Dans son livre intitulé: "Itinéraire spirituel du
Carmel", il écrivit : "Le néo-paganisme peut répudier
l’amour, l’histoire nous enseigne que, malgré tout, nous
serons vainqueur de ce néo-paganisme par l’amour. Nous
n’abandonnerons pas l’amour. L’amour nous regagnera le
cœur de ces païens. La nature est plus forte que la
philosophie. Qu’une philosophie rejette et condamne
l’amour et l’appelle faiblesse, le témoignage vivant
d’amour renouvellera toujours sa puissance pour
conquérir et captiver le cœur des hommes."
Devenu le porte-parole de l'Archevêché d'Utrecht, Titus
s'opposa fermement aux théories nazies et à la
persécution des juifs. En 1938-1939 il donna une série
de cours sur les principes néfastes du Nazisme et prit
la défense des juifs.
Le
10 mai 1940, les Pays-Bas étaient envahis puis occupés
par les Nazis qui, malheureusement trouvèrent des
collaborateurs dans le parti nazi local, le Mouvement
National Socialiste (NSB). Titus Brandsma s'insurgea
contre le renvoi des écoliers et des étudiants juifs et
contre le NSB. Le 30 décembre 1941, après un entretien
avec l'archevêque d'Utrecht sur la position de la presse
catholique aux Pays-Bas, il rendit ensuite visite aux
directeurs et aux rédacteurs en chef des journaux
catholiques, plaidant pour que ne soit faite aucune
publicité pour le NSB. Début janvier 1942,
un rapport allemand sur Titus Brandsma mentionna cette
opposition systématique et ordonna son arrestation.
Le
19 janvier 1942, Titus fut arrêté au couvent des Carmes
à Nimègue et emprisonné. Commence alors son chemin de
croix. Il est d'abord détenu à la prison d'Arnhem,
transféré à Scheveningen, puis déporté à Amersfoord et
finalement dirigé vers le camp de concentration de
Dachau le 13 juin 1942 Très affaibli et malade, Titus
voyait sa santé se détériorer rapidement. Dans la
baraque des malades, il reçut la piqûre toxique et
mourut le 26 juillet l942 à 14 heures. Il fut incinéré
dans un des fours crématoires de Dachau.
Titus Brandsma fut béatifié le 3 novembre 1985, comme
martyr, par le pape Jean-Paul II.
Maintenant nous devons nous arrêter un peu sur la
spiritualité de Titus Brandsma.

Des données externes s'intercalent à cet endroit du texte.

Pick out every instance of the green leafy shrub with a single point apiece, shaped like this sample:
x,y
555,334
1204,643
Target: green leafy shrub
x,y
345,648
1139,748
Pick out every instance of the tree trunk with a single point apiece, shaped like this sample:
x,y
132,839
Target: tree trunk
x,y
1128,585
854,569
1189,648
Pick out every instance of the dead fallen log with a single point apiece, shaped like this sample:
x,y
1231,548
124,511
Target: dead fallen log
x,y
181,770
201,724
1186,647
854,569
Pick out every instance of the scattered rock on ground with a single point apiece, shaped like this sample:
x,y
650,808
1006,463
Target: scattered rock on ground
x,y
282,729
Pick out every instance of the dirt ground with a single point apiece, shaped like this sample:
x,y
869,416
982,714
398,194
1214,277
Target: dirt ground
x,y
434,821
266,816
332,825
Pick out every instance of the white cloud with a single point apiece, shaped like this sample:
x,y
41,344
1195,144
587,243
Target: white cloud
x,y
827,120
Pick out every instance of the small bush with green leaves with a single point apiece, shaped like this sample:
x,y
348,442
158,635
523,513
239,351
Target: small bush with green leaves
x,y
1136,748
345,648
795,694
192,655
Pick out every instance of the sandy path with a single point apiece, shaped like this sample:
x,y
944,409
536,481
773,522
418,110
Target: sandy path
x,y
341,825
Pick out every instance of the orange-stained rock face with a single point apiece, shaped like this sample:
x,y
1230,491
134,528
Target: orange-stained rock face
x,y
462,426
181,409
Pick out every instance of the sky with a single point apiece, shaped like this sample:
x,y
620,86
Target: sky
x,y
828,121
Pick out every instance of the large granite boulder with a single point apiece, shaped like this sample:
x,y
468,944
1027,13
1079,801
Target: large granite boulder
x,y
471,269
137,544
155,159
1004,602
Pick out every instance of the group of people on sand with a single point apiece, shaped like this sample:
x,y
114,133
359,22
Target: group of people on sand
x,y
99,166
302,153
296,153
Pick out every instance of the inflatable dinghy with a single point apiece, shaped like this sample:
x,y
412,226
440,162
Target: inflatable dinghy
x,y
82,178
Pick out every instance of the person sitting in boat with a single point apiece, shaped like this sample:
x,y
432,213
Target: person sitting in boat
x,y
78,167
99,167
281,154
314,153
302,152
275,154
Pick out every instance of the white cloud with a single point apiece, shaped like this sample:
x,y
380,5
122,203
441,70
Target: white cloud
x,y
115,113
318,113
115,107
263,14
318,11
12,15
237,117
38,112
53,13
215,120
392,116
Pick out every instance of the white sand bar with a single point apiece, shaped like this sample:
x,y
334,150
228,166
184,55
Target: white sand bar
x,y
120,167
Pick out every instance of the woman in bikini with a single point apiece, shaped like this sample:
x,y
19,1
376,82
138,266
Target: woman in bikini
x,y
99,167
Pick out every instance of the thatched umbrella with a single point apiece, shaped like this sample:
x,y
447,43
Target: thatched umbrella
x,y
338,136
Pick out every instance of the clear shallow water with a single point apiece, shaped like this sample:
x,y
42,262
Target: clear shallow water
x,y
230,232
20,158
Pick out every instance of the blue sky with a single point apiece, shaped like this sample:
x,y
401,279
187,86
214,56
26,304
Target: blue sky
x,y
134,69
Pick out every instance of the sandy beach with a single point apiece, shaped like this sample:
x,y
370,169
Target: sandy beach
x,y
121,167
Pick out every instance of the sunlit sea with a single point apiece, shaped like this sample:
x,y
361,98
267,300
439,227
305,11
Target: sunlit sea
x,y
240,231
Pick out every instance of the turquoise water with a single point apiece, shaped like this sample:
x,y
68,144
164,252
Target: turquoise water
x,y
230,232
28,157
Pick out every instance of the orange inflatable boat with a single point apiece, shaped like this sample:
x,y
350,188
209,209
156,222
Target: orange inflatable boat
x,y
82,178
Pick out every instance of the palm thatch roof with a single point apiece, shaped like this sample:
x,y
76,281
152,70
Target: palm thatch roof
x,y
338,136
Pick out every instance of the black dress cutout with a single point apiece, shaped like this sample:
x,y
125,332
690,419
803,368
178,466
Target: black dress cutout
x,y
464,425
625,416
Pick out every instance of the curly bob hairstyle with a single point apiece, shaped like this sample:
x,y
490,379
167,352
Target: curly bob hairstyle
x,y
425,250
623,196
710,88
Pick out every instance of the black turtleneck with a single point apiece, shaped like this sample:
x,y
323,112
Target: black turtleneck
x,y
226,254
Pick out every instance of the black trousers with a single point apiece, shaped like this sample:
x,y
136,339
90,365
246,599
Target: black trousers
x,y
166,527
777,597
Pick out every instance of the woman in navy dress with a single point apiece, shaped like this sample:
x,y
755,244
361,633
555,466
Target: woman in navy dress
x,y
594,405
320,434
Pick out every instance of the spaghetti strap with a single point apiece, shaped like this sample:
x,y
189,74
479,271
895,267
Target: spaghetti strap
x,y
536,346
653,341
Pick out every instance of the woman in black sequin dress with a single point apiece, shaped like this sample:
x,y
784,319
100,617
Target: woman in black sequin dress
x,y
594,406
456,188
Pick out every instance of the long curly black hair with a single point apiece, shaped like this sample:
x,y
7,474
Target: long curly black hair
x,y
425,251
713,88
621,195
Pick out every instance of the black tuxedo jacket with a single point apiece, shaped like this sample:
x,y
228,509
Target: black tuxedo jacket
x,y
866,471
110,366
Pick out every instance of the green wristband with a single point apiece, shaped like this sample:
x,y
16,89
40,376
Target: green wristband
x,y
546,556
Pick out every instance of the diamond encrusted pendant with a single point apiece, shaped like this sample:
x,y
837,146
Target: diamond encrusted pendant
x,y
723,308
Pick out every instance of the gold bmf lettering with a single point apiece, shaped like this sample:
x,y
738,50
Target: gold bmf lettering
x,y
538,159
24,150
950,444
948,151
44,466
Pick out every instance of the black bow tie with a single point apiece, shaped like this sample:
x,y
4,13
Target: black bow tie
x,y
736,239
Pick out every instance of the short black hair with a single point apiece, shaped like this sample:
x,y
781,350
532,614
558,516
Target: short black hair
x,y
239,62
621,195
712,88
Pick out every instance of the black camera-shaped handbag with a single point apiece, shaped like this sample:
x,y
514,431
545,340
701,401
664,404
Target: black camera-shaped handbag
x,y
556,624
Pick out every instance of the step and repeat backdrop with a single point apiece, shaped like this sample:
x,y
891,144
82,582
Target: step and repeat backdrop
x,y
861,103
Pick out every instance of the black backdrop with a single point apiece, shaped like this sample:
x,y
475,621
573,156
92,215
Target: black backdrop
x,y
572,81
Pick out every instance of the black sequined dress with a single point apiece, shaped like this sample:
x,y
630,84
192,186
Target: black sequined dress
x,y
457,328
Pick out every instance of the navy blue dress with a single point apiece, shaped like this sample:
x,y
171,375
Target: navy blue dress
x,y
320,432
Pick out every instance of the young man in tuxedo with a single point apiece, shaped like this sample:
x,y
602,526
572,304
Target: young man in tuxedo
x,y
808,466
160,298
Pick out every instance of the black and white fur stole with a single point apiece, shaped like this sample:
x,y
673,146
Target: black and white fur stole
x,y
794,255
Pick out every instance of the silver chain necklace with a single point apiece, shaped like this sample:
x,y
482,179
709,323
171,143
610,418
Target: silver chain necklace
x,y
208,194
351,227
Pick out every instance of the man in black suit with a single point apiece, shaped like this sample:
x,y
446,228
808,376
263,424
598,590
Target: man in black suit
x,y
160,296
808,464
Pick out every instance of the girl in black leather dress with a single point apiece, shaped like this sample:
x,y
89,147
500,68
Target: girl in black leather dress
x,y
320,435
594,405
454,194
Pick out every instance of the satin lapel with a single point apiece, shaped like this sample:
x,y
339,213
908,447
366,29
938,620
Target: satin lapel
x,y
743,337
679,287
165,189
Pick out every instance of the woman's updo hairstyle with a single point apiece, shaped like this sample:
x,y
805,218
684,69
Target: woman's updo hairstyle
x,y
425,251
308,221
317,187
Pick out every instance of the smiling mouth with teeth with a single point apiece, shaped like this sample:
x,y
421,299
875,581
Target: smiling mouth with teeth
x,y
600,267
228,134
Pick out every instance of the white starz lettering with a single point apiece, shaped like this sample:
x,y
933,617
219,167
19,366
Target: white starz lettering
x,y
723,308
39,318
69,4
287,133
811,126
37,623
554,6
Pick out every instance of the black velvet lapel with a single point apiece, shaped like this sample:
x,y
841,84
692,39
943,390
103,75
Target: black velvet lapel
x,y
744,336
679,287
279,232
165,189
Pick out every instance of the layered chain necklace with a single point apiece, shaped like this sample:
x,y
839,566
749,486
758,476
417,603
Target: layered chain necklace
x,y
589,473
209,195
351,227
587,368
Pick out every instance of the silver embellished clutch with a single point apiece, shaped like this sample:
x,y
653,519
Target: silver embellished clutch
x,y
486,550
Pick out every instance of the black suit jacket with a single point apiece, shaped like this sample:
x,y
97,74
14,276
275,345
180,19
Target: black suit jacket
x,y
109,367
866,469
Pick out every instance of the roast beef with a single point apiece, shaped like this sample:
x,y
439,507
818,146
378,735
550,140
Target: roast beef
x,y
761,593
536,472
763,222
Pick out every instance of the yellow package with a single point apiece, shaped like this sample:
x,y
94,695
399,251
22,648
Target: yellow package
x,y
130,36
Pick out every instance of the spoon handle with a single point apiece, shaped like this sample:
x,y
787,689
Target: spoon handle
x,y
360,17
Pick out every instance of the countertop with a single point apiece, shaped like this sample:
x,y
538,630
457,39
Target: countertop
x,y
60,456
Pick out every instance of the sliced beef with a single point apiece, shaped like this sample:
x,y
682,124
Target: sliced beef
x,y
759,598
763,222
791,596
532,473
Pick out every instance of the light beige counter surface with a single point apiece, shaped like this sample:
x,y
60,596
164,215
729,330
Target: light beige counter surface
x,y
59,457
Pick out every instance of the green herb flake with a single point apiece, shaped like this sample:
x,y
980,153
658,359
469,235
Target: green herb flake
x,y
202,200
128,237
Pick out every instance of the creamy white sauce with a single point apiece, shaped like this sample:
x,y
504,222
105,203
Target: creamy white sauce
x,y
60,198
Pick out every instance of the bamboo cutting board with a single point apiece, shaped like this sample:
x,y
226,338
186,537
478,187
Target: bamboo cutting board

Doté d'une intelligence
exceptionnelle, carme normalement voué au silence et à
une intense vie d'oraison, Titus Brandsma nous étonne
par sa vie active exceptionnelle. Pour mieux le
comprendre, nous avons retenu quelques-unes de ses
phrases qui le peignent particulièrement bien. Ainsi,
il n'hésite pas à dire, au sujet du nazisme:
– Qui veut gagner le monde au Christ doit avoir le
courage d’entrer en conflit avec ce monde.
– Le néo-paganisme peut répudier l’amour; l’histoire
nous enseigne que, malgré tout, nous serons vainqueur de
ce néo-paganisme par l’amour. Nous n’abandonnerons pas
l’amour. L’amour nous regagnera le cœur de ces païens.
La nature est plus forte que la philosophie. Qu’une
philosophie rejette et condamne l’amour et l’appelle
faiblesse, le témoignage vivant d’amour renouvellera
toujours sa puissance pour conquérir et captiver le cœur
des hommes.
Et
dans la prison de Scheveningen où il passa, il priait
Jésus:
– Toi ô Jésus sois près de moi, je n’ai jamais été si
proche de toi. Reste avec moi. Reste avec moi, mon doux
Jésus. Ta proximité me rend toute chose bonne.
À
l'occasion de sa béatification, le Saint Père Jean-Paul
II dépeint sa personnalité en ces termes: "La force
morale que le Bienheureux Titus Brandsma a démontrée,
dans ses activités aussi nombreuses que variées, et
finalement dans son calvaire et dans sa mort, est
certainement en relation avec sa nature et avec son
caractère de fils de la Frise… Cette force morale était
nourrie et soutenue par sa grande érudition
intellectuelle, par son exceptionnelle formation
théologico-juridique. Mais incontestablement, la
principale source de sa force morale était sa profonde
vie spirituelle personnelle."
Titus répétait sans cesse ces mots de Jésus: "Sans
moi, vous ne pouvez rien faire." Et aussi:
"Celui qui veut gagner le monde pour le Christ, doit
avoir le courage d'entrer en conflit avec le monde."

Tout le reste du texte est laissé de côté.